Vale la pena estar seguro.
El crecimiento de la economía brasileña en los últimos años ha transformado las pólizas de seguros en una de las inversiones más populares en el país.
Por Márcio Kroehn_247 – Los seguros nunca han sido tan populares en Brasil. En los últimos años, los brasileños han descubierto la importancia de contratar una, dos o más pólizas que garanticen la protección de sus activos recientemente adquiridos. Los autos de más de 10 años han sido reemplazados por nuevos; las casas alquiladas han dado paso a apartamentos financiados. Este nuevo comportamiento económico ha provocado un aumento repentino de los ingresos en todos los segmentos del mercado asegurador, que abarca automóviles, bienes raíces, vida, planes de pensiones y seguros de salud. En 2005, generaron en conjunto 94,5 millones de reales. Cinco años después, casi duplicaron su tamaño, alcanzando los 183,8 millones de reales, un 94,6 % más. Su participación en el Producto Interno Bruto (PIB), que era inferior al 5 %, se acercó al 6 % el año pasado. Y con el crecimiento del PIB de 1,9 billones de reales a 3,2 billones de reales, se espera que en los próximos tres años los seguros aumenten otros dos puntos porcentuales en relación con el PIB.

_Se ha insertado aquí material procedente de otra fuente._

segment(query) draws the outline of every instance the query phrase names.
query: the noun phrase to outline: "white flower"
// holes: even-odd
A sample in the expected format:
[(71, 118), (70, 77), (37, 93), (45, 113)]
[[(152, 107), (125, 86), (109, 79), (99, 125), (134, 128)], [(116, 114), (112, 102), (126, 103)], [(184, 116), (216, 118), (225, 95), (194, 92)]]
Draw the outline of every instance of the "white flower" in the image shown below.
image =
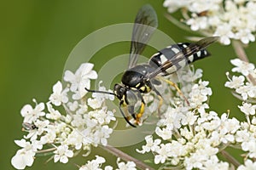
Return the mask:
[(68, 102), (67, 106), (71, 111), (74, 111), (79, 108), (79, 102), (73, 101), (73, 102)]
[(241, 143), (241, 146), (242, 150), (248, 151), (248, 157), (256, 158), (256, 139), (251, 138), (248, 141)]
[(137, 152), (144, 154), (146, 152), (155, 151), (160, 149), (159, 144), (161, 142), (160, 139), (157, 139), (154, 141), (152, 135), (148, 135), (145, 137), (145, 140), (146, 140), (146, 145), (143, 145), (142, 150), (137, 150)]
[(113, 129), (109, 128), (108, 126), (104, 125), (101, 129), (97, 130), (94, 133), (94, 141), (96, 144), (102, 144), (102, 145), (107, 145), (109, 135), (112, 133)]
[(67, 103), (68, 101), (68, 98), (67, 96), (67, 93), (68, 89), (62, 90), (62, 84), (60, 81), (58, 81), (52, 88), (53, 94), (50, 94), (49, 100), (55, 105), (59, 106), (61, 103)]
[(50, 102), (46, 104), (49, 113), (46, 114), (46, 118), (52, 120), (59, 120), (62, 116), (58, 110), (55, 110)]
[(230, 38), (235, 37), (235, 34), (231, 31), (232, 27), (229, 24), (223, 24), (217, 27), (213, 36), (220, 37), (220, 42), (224, 45), (230, 44)]
[(67, 157), (73, 157), (73, 152), (71, 150), (68, 150), (67, 145), (58, 146), (54, 153), (55, 154), (54, 156), (55, 162), (60, 161), (62, 163), (67, 163), (68, 162)]
[(168, 158), (168, 155), (171, 152), (172, 147), (171, 144), (161, 144), (160, 148), (157, 150), (157, 155), (154, 156), (154, 163), (165, 163)]
[(15, 140), (17, 145), (23, 149), (19, 150), (12, 158), (11, 163), (16, 169), (24, 169), (26, 166), (31, 167), (34, 162), (37, 148), (41, 148), (38, 144), (34, 145), (25, 139)]
[(155, 133), (161, 137), (164, 140), (171, 139), (172, 137), (172, 129), (170, 129), (170, 126), (168, 128), (160, 128), (159, 127), (155, 128)]
[(170, 13), (181, 8), (184, 19), (182, 20), (190, 26), (192, 31), (219, 36), (220, 42), (225, 45), (230, 44), (230, 39), (238, 39), (246, 44), (255, 41), (254, 1), (166, 0), (164, 6)]
[(90, 88), (90, 79), (96, 79), (97, 74), (92, 70), (93, 64), (84, 63), (73, 74), (70, 71), (66, 71), (64, 75), (64, 80), (71, 83), (70, 90), (75, 94), (73, 96), (73, 99), (81, 99), (87, 91), (84, 88)]
[(83, 144), (83, 136), (81, 133), (74, 129), (70, 134), (68, 134), (65, 144), (67, 145), (74, 145), (76, 150), (80, 150)]
[[(229, 78), (229, 77), (228, 77)], [(244, 84), (245, 77), (243, 76), (232, 76), (232, 80), (225, 82), (225, 87), (230, 88), (238, 88)]]
[[(102, 83), (102, 81), (100, 81), (99, 91), (113, 93), (112, 90), (107, 91), (105, 87), (101, 86)], [(105, 99), (110, 99), (110, 100), (114, 99), (114, 95), (102, 94), (102, 93), (93, 93), (92, 97), (93, 97), (93, 99), (91, 99), (91, 98), (88, 99), (88, 105), (93, 109), (100, 108), (102, 105)]]
[[(96, 156), (95, 160), (88, 161), (85, 165), (83, 165), (79, 170), (102, 170), (101, 166), (106, 162), (104, 157)], [(109, 167), (108, 167), (109, 168)]]
[(241, 165), (237, 167), (237, 170), (253, 170), (256, 169), (256, 162), (252, 160), (246, 160), (244, 165)]
[(92, 109), (98, 109), (102, 106), (102, 104), (97, 99), (91, 99), (91, 98), (89, 98), (87, 102), (88, 102), (88, 105), (90, 105)]
[(36, 140), (38, 135), (41, 135), (44, 132), (45, 132), (49, 124), (49, 122), (48, 120), (37, 120), (34, 123), (36, 128), (30, 130), (29, 133), (24, 138), (30, 139), (31, 141)]
[(243, 43), (247, 44), (249, 42), (254, 42), (255, 37), (252, 34), (249, 29), (241, 29), (236, 33), (235, 38), (240, 39)]
[(137, 170), (136, 164), (133, 162), (127, 162), (126, 163), (119, 162), (119, 158), (117, 160), (118, 167), (117, 170)]
[(236, 88), (236, 92), (241, 94), (243, 100), (247, 99), (249, 97), (256, 97), (256, 87), (249, 82), (246, 82), (244, 86)]
[(31, 167), (34, 162), (35, 152), (24, 149), (19, 150), (12, 158), (11, 163), (16, 169), (25, 169), (26, 166)]
[(20, 114), (24, 117), (23, 122), (34, 122), (38, 117), (45, 115), (43, 111), (44, 110), (44, 103), (40, 103), (39, 105), (36, 104), (36, 107), (34, 109), (31, 106), (31, 105), (24, 105), (20, 110)]
[(241, 106), (238, 105), (241, 111), (245, 113), (247, 116), (255, 115), (256, 105), (252, 104), (243, 103)]
[(255, 68), (254, 65), (242, 61), (240, 59), (231, 60), (230, 62), (236, 66), (232, 69), (233, 72), (240, 72), (246, 76), (248, 76), (250, 72), (253, 72)]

Lo que explica este crecimiento es la situación más estable del país, que permite a las personas hacer planes para el futuro. En la década de 1990, era difícil imaginar una familia que comprendiera la importancia del seguro de vida: esta póliza garantiza el mantenimiento de los ingresos familiares durante un período en caso de fallecimiento prematuro del asegurado. Hace poco más de una década, este tipo de protección era irrelevante para los asegurados o para los negocios de las compañías de seguros. "Una póliza de seguro de vida de R$ 100, con una inflación del 30% mensual, no tenía ningún sentido. Hoy es muy diferente. El consumidor de seguros de vida ve este gasto como una inversión, y el valor se preserva debido a la baja inflación, incluso considerando un 6% anual", dice Acácio Queiroz, presidente de Chubb Seguros do Brasil. El seguro de vida está creciendo actualmente a tasas de dos dígitos, alcanzando R$ 12,8 millones en ingresos.

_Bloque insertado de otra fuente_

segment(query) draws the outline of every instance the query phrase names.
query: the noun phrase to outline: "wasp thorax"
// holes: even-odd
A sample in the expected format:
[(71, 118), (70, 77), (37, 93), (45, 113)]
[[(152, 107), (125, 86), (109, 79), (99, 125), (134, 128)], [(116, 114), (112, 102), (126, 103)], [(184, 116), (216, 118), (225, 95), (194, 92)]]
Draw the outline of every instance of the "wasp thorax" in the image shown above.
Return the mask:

Incluso quienes tienen ingresos más bajos miran a largo plazo y se consideran económicamente protegidos. Esta posibilidad de planificación financiera ayuda a generar patrimonio. Los planes de pensiones privados, por ejemplo, se han convertido en uno de los instrumentos más poderosos para la transferencia de ingresos. Los padres piensan en la educación universitaria de sus hijos y comienzan a ahorrar desde temprano. Cuando sus hijos cumplen 18 años y entran en la edad universitaria, pueden elegir entre usar el dinero para sus estudios o seguir ahorrando para el futuro. "Los seguros de consumo masivo han permitido que los padres pronostiquen el futuro de sus hijos con 12 o 15 años de anticipación con tan solo R$100 al mes", afirma Rubens Nogueira, presidente de Classic Corretora de Seguros, una compañía que forma parte del grupo de 33 corredores de Brasil Insurance. Por esta razón, los planes de pensiones privados son el tipo de seguro de mayor crecimiento en el país, alcanzando más de R$42,8 millones en ingresos.

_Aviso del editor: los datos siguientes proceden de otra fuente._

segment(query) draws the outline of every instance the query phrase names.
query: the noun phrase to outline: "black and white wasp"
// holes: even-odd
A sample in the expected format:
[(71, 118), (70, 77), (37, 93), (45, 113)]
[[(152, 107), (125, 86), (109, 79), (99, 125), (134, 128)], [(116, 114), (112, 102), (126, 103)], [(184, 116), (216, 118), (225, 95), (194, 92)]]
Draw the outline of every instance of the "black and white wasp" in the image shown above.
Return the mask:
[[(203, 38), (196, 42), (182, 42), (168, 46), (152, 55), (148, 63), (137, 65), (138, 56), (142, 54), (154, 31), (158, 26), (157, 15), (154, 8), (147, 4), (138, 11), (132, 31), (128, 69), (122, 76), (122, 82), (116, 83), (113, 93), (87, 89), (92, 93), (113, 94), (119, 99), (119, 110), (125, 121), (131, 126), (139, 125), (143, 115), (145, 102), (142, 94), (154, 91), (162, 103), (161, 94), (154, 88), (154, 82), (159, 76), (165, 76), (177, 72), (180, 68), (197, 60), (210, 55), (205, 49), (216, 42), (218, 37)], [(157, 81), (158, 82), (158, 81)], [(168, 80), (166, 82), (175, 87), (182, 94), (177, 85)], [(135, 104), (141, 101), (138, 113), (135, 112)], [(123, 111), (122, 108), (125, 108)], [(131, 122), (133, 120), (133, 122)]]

Esta nueva fase en el sector asegurador se ha visto favorecida por el ascenso de las clases sociales en los últimos años. Aproximadamente 40 millones de personas han alcanzado la Clase C, lo que significa que el equivalente a la población de España ha entrado en el mercado de consumo con el aumento real de ingresos. Pero antes de los planes de pensiones privados o los seguros de vida, los automóviles son la primera opción para estas personas, lo que ha provocado un aumento del 65,4 % en la protección contra robo y colisión en cinco años, alcanzando los 20 000 millones de reales. Este comportamiento ha llevado a la flota de São Paulo a superar los siete millones de vehículos este año. Hay 630 coches por cada mil habitantes, casi el doble que en Tokio (395 por cada mil habitantes). Con calles más estrechas y el ajetreo de la gran ciudad, sentirse protegido es una necesidad para el bolsillo.